The essence of the drama is the meeting of multiple voices and absolute unity
In October 1971, the Congress of Cultural Action was held in Kragujevac, the largest gathering of the intelligentsia in Serbia after 1945. Konstantinović hesitates to participate out of fear that the Congress will not turn into a manifestation of Serbian nationalism.
Nevertheless, he comes, and in his speech ("Between polyphony and absolute unity") he states that "we are heavily burdened by the belief that truth is only in absolute unity", and he stands up against this burden: "I think we are experiencing an extraordinarily dramatic moment in which with polyphony expresses on all levels, and precisely because of him, this aspiration manifests emphatically, and in such a way that it reaches, sometimes, forms of aggression". The essence of the drama is precisely in the meeting of multiple voices and absolute unity: "All our temptations are there. All strength and rehearsals are from there".
Konstantinović's speech, in which he articulates the goal of the Congress of cultural action, had a great resonance. It was published by the Belgrade newspapers Politika and Student, Sarajevo's Odjek, and was broadcast on the Third Program of Radio Belgrade. Radomir Konstantinović already had behind him the philosophy of palanquin. The characteristic silence about this "emblematic book", according to the people's book, that in the hanged man's house one should not talk about the rope, had already stopped.
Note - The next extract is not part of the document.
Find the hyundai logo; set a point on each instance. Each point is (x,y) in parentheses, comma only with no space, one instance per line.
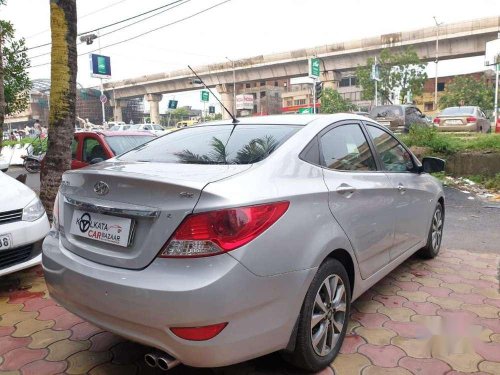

The intellectual public of Belgrade was shaken by a small revolution caused by her appearance. The Congress of Cultural Action was held in the echoes of that explosion. It was boycotted only by the Serbian literary association headed by Dobrica Ćosić. Cveticanin says that the Congress hinted at future clashes in the Serbian intelligentsia. In fact, it was already an expression of a collision, and it was held in order to attempt a dialogue before it. But that would require new research: without prejudging either side of the collision.